Mixture Methods
Gaussian Mixture Models (GMMs) are flexible building blocks for other machine learning algorithms. This is in part because they are great approximations for general probability distributions but also because they remain somewhat interpretable even when the dataset gets very complex. This package makes use of GMMs to construct other algorithms.
Classification
Below is some example code of how you might use a GMM from sklego to perform classification.
import numpy as np
import matplotlib.pylab as plt
from sklearn.datasets import make_moons
from sklearn.preprocessing import StandardScaler
from sklego.mixture import GMMClassifier
n = 1000
X, y = make_moons(n)
X = X + np.random.normal(n, 0.12, (n, 2))
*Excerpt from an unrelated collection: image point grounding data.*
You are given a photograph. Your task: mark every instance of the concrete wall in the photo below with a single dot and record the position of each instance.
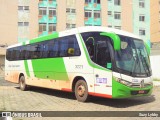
(8, 21)
(2, 59)
(155, 65)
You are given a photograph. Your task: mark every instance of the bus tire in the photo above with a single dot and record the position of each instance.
(22, 83)
(81, 91)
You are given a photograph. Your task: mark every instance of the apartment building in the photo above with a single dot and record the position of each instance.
(34, 18)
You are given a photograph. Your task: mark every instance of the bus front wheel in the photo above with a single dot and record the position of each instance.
(22, 83)
(81, 91)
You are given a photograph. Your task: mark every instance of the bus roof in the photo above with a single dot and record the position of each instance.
(75, 31)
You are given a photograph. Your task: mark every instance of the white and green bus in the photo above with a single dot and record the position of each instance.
(96, 61)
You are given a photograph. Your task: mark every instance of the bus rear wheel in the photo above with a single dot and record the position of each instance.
(81, 91)
(22, 83)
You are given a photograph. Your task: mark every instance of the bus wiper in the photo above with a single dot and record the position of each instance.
(134, 65)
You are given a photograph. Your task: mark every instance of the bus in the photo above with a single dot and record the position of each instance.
(89, 61)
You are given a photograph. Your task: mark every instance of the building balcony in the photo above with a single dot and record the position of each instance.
(43, 3)
(43, 33)
(92, 6)
(43, 18)
(52, 4)
(47, 19)
(93, 21)
(52, 19)
(97, 21)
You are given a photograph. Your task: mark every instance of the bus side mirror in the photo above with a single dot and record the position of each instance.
(71, 51)
(109, 65)
(115, 38)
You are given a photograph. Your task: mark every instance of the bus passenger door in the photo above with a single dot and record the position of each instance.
(102, 70)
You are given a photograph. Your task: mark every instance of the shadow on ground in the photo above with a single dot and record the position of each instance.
(116, 103)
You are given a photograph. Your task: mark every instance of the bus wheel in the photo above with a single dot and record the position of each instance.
(81, 91)
(22, 83)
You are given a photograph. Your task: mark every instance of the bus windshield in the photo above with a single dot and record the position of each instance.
(133, 57)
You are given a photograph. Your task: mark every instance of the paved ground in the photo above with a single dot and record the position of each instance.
(40, 99)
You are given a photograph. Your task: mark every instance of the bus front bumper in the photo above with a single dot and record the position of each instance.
(121, 91)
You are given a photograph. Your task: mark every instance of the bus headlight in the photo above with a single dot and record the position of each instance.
(123, 82)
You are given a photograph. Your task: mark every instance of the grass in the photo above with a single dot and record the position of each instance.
(156, 79)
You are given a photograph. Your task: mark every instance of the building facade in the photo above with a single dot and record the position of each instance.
(35, 18)
(155, 20)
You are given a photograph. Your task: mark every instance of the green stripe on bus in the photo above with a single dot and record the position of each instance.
(121, 91)
(26, 68)
(45, 38)
(88, 58)
(50, 68)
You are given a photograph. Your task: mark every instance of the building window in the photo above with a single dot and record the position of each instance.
(142, 18)
(42, 11)
(88, 14)
(110, 26)
(142, 32)
(141, 3)
(117, 27)
(97, 1)
(68, 26)
(20, 24)
(23, 8)
(117, 15)
(52, 27)
(69, 10)
(42, 27)
(109, 13)
(97, 14)
(52, 12)
(117, 2)
(88, 1)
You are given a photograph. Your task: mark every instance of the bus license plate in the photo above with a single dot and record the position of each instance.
(141, 92)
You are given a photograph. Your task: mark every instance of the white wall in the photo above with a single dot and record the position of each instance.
(155, 65)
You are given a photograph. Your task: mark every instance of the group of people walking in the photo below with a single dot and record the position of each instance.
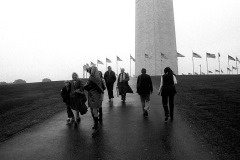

X = StandardScaler().fit_transform(X)
U = np.random.uniform(-2, 2, (10000, 2))
mod = GMMClassifier(n_components=4).fit(X, y)
plt.figure(figsize=(14, 3))
plt.subplot(121)
plt.scatter(X[:, 0], X[:, 1], c=mod.predict(X), s=8)
plt.title("classes of points");
plt.subplot(122)
plt.scatter(U[:, 0], U[:, 1], c=mod.predict_proba(U)[:, 1], s=8)
plt.title("classifier boundary");
Outlier Detection
Below is some example code of how you might use a GMM from sklego to do outlier detection. Note that the GMM outlier detection generates prediction values that are either -1 (outlier) or +1 (normal).
import numpy as np
import matplotlib.pylab as plt
from sklearn.datasets import make_moons
from sklearn.preprocessing import StandardScaler
from sklego.mixture import GMMOutlierDetector
n = 1000
X = make_moons(n)[0] + np.random.normal(n, 0.12, (n, 2))
X = StandardScaler().fit_transform(X)
U = np.random.uniform(-2, 2, (10000, 2))
mod = GMMOutlierDetector(n_components=16, threshold=0.95).fit(X)
plt.figure(figsize=(14, 3))
plt.subplot(121)
plt.scatter(X[:, 0], X[:, 1], c=mod.score_samples(X), s=8)
plt.title("likelihood of points given mixture of 16 gaussians");
plt.subplot(122)
plt.scatter(U[:, 0], U[:, 1], c=mod.predict(U), s=8)
plt.title("outlier selection")
Note that with a GMM there are multiple ways to select outliers. Instead of selection points that are beyond the likely quantile threshold one can also specify the number of standard deviations away from the most likely standard deviations a given point it.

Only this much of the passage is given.